Why I Don't Use LLMs for Facts
A Simple Story About iPhones and Perplexity
A couple of mates and I have a little (private) Telegram group called The Nerd Garden (in Norwegian). And, among other things, we talk about technical equipment there. Recently, a friend asked for advice on buying a used iPhone. He said he was considering the 15 Pro vs. regular 16, and shared a link to Perplexity.1
Part of the answer he got there, was this table:
Feature | iPhone 15 Pro | iPhone 16 |
---|---|---|
Build material | Titanium frame, matte glass back | Aluminium frame, glossy glass back |
Display | 6.1-inch OLED, ProMotion (120Hz) | 6.1-inch OLED, standard 60Hz refresh rate |
Processor | A17 Pro chip | A18 |
Camera System | Triple-camera system with telephoto (3x zoom) | Dual-camera system (no telephoto lens) |
Main Camera | 48 MP quad-pixel sensor | 48 MP quad-pixel sensor |
Zoom Capabilities | Up to 3x optical zoom + digital zoom | Up to 2x lossless zoom (cropped from main sensor) |
Video Recording | ProRes video support | Standard video |
Action Button | Customisable Action Button | Standard mute |
Battery Life | ~23 hours video playback | ~22 hours video |
Price | Higher price due to Pro features | More affordable |
If you don’t know all the facts in this situation, nothing jumps out as being off here. However, not only does the iPhone 16 have an Action Button – it also has Camera Control. And I think it has slightly better battery life than the 15 Pro.
I continued in his Perplexity conversation, and asked: “Are you sure about the Action Button on the 16?” I got this response:
Yes, I am sure about the Action Button on the iPhone 16. The iPhone 16 series, including the base model, features an Action Button that replaces the traditional mute switch. This button is customizable and can perform a variety of functions beyond just toggling Silent Mode.
(…)
In contrast, the iPhone 15 Pro retains a traditional mute switch and does not have an Action Button like the iPhone 16 models.
— Perplexity
So, not only did it not understand that it was wrong the first time, it then said something else that wasn’t true.2
It also gave two sources for that last claim:
However, I followed these links, and they only lead to sources (correctly) saying that the iPhone 16 has an Action Button.

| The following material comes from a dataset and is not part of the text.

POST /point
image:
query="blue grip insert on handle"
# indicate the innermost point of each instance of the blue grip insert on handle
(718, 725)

The confidence is the problem
There was no way to pick out the errors in the table. Even asking “Are you sure about the Action Button?” isn’t something that should be expected.

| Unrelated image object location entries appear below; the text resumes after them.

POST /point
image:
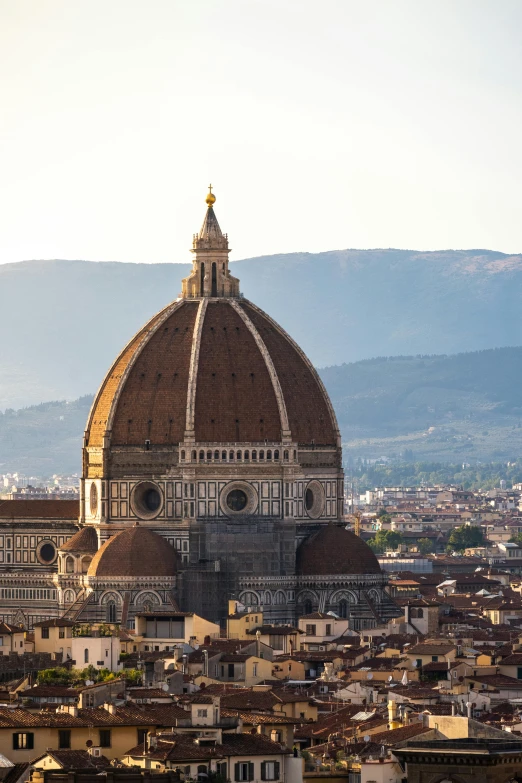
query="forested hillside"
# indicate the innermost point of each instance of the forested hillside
(65, 321)
(466, 408)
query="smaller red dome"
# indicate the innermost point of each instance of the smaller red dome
(136, 551)
(333, 550)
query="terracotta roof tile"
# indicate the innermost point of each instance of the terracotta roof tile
(136, 551)
(335, 550)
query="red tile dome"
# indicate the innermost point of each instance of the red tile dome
(136, 551)
(333, 550)
(227, 370)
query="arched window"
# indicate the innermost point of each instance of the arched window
(69, 597)
(249, 599)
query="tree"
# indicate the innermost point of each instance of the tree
(385, 539)
(464, 537)
(425, 546)
(58, 676)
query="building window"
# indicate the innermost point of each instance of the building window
(105, 738)
(269, 770)
(64, 739)
(244, 770)
(23, 740)
(110, 612)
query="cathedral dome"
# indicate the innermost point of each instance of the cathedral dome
(222, 369)
(333, 550)
(136, 551)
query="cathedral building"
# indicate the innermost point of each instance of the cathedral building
(212, 469)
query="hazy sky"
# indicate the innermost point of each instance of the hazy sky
(322, 124)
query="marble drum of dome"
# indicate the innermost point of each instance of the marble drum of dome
(211, 411)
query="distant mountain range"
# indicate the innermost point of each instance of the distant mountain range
(466, 407)
(63, 322)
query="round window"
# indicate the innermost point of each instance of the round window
(146, 500)
(93, 499)
(237, 500)
(46, 552)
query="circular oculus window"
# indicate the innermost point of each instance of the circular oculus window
(93, 500)
(46, 552)
(146, 500)
(314, 499)
(238, 498)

And when it gives two sources, why shouldn’t this be trusted? How would my friend be able to know that exactly these sources should be checked? (As we can assume many other claims would have the same number of sources.)
Two bags of peanuts
- Bag 1:
- 50 peanuts
- 4% are bad – but these are brown, and clearly visible
- Bag 2:
- 100 peanuts
- 1% are bad – but these are indistinguishable from the good ones
If you’d get sick if you ate a bad peanut, which bag would you choose? Even though Bag 2 has a bunch of pros, the cons outweigh them, if you ask me.
As you probably understood, Bag 2 is like LLMs for me. The opaque-ness makes it difficult to trust anything.
Gell-Mann amnesia effect
/ LL-Mann amnesia effect
_The _Gell-Mann amnesia effect_ is a cognitive bias describing the tendency of individuals to critically assess media reports in a domain they are knowledgeable about, yet continue to trust reporting in other areas despite recognizing similar potential inaccuracies._
Obviously, the simple iPhone hallucination wasn’t that important. However, If I want to avoid the Gell-Mann amnesia effect (or LL-Mann amnesia effect as we can call it in this context ☺️), it doesn’t make sense to trust it when dealing with subject matter I’m not knowledgable about.
Alternatively, it needs to be for facts I will immediately check manually. For instance, I had forgotten what the Gell-Mann amnesia effect was called – so I used Claude to remind me! As someone who does know about the differences between the 15 Pro and the 16, it could also be useful to create a first-draft to send to my friend – as I would be better placed to spot the mistakes. Simple code, that will either work or not, is another example.3
LLMs can be great for learning, and does have its use-cases – but you have to be vigilante. (I wrote more on this here.)
However, the iPhone situation shows why “LLMs as search engines” doesn’t make sense to me. At least “full-time”. I’d rather use a great search engine – also because I enjoy surfing the web, and usually don’t need something to do it for me. I want to reach the people behind the information.